To give quarters, click here, to donate $10. Or, you may place a check for $10 in the offering plate with the memo "Quarters.
The Episcopal Church of the Central Gulf Coast is 62 worshiping communities located in southern Alabama and northwest Florida. We are small churches and large churches; we are contemporary and traditional.
We are 18,000 followers of Jesus.
When you come to an Episcopal church no matter how crazy the world has been, no matter how terrible your week has turned out, no matter what kind of mess you have made of it, you will hear a message of God's unending grace, and you will be invited to be fed with the bread of God's life. It's a great kind of Christian to be.
We are unabashedly inclusive; we welcome diversity and differences of opinions;
we hold to worship that stretches back to the first day of the apostles; we make decisions centered on the Bible, but that are also enriched by what we have learned in history, and the gift of our own reasoning. We don't shy away from issues that involve justice and peace; we are committed to furthering God's dream of a new creation of peace and unity.
Most of all, we are children of God, just like you.
The Right Reverend J. Russell Kendrick is Bishop of the Episcopal Diocese of the Central Gulf Coast
Bishop Russell was elected to be the fourth bishop of the Central Gulf Coast in February of 2015, and was ordained as bishop on July 25, 2015.
A native of Fort Walton Beach, Florida, Bishop Russell earned a Bachelor of Arts in architecture and marketing from Auburn University in 1984. Then in 1995, he received a Master of Divinity from Virginia Theological Seminary.
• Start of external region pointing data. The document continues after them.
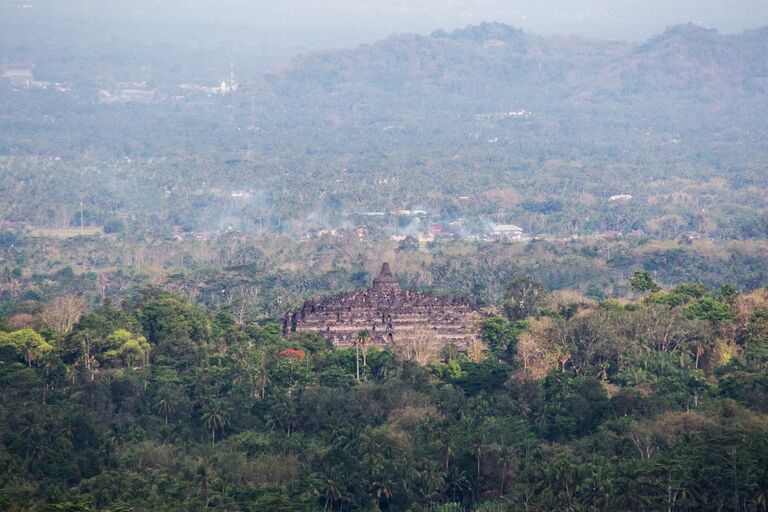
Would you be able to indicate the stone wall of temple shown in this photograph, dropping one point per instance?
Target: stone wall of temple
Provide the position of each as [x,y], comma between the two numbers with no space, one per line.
[390,314]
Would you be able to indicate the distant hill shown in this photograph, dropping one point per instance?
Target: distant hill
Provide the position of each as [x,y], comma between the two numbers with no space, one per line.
[490,63]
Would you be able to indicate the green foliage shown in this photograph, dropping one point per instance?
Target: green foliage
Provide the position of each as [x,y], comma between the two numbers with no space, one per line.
[710,309]
[256,421]
[115,225]
[500,336]
[28,344]
[642,282]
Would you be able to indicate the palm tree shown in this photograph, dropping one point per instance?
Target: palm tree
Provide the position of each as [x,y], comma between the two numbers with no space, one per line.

At the time of his election, Bishop Russell was rector of St. Stephen's in Birmingham, Alabama since 2007. Russell is married to Robin, and they have two children, Aaron and Hannah.
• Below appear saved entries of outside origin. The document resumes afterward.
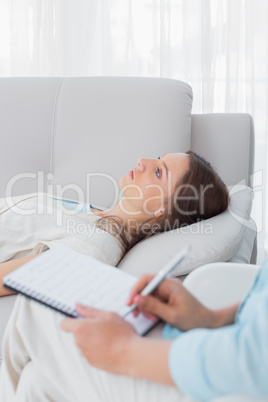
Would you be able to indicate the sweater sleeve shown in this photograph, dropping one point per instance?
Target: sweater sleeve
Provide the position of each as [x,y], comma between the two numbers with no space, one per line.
[207,364]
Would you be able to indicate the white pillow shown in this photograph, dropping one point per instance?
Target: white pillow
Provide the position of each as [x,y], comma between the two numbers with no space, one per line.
[217,239]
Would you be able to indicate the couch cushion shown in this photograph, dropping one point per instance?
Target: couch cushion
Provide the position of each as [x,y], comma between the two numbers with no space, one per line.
[214,240]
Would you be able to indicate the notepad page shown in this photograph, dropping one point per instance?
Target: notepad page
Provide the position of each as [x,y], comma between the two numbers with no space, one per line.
[61,277]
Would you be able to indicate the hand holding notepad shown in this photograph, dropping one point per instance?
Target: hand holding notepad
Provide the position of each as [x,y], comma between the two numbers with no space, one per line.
[61,277]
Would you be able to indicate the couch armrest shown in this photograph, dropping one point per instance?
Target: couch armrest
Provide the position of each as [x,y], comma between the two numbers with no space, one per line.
[218,285]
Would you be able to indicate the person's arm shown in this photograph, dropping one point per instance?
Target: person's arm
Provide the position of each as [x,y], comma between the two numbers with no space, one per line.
[110,343]
[9,266]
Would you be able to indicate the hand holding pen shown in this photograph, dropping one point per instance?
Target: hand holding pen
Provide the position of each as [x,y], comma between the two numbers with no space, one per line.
[151,283]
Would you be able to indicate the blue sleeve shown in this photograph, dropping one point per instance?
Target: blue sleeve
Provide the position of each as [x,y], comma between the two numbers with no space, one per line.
[209,363]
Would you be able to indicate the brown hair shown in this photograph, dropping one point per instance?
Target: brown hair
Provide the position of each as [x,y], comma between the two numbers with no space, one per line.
[199,194]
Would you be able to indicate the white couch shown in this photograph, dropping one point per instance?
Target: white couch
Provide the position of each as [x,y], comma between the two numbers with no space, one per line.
[57,131]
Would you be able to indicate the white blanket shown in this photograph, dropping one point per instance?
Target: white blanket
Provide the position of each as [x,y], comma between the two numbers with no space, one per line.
[31,223]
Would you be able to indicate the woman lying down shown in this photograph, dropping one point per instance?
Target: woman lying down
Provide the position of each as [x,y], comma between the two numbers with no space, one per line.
[158,195]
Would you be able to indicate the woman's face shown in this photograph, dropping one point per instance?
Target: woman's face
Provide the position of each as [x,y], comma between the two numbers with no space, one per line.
[147,186]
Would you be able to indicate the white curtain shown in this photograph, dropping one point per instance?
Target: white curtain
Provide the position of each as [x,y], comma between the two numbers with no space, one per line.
[220,47]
When Bishop George M. Murray addressed the 1968 convention of the Diocese of Alabama, he described his vision of a new diocese which might be formed from counties in south Alabama and northwest Florida. He made his address immediately following Bishop C. C. J. Carpenter's announcement of his plan to resign at year's end after a thirty-year episcopacy. After his 15 years of assisting Bishop Carpenter in serving the more than 100 congregations in Alabama, Bishop Murray spoke of new possibilities. One of them was a new diocese.
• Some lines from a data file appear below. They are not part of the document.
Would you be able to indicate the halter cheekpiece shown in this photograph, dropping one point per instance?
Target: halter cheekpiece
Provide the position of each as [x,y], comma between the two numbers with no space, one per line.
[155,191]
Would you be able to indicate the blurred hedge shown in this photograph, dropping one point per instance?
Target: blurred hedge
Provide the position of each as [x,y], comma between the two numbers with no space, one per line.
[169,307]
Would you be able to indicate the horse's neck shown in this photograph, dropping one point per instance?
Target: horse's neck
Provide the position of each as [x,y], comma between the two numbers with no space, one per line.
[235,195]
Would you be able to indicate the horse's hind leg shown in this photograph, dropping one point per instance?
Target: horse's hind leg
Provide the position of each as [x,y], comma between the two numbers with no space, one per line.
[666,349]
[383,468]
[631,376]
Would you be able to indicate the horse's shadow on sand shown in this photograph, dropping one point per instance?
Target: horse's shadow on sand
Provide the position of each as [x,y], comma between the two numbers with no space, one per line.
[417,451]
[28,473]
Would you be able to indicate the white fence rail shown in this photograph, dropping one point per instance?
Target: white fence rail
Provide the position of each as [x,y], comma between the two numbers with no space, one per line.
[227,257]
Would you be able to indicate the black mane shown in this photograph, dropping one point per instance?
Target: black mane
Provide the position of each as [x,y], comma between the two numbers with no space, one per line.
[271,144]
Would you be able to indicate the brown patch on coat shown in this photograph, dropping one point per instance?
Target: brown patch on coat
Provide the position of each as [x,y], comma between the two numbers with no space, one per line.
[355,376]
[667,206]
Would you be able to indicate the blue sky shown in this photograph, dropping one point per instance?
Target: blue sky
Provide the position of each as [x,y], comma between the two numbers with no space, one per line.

His vision was as exciting as it was historic. Since 1830, the Diocese of Alabama had covered the state. The Diocese of Florida, formed eight years later, also covered the state (including congregations in Cuba for a few years) until 1888 when a new jurisdiction of South Florida was created. From time to time, dividing the Diocese of Alabama had been considered, but never decisively.
Throughout 1968 and 1969, Bishop Murray and Bishop Hamilton West of Florida worked with clergy and lay leaders in both areas. In early 1970, the conventions of both dioceses agreed to the new diocese. General Convention approved in the summer of the same year. Bishop West, senior of the two bishops, chose to remain where he was. Bishop Murray then chose to lead the new diocese.
The Primary Convention of the new diocese met December 3-5, 1970, in Christ Church, Pensacola. Bishop West preached from Exodus 14:15: "The Lord said to Moses, 'Tell the people of Israel to go forward.' "At his invitation, Bishop Murray presided over the sessions that organized the diocese. Before adopting canons, the convention adopted a motion "that the new diocese should be structured so as to allow freedom to explore new ideas and to not be hampered by traditional concepts of either of the existing dioceses." With this as the standard, canons were adopted for a relatively simple structure open to possibilities for creative mission and ministry. The convention named this new beginning the Diocese of the Central Gulf Coast.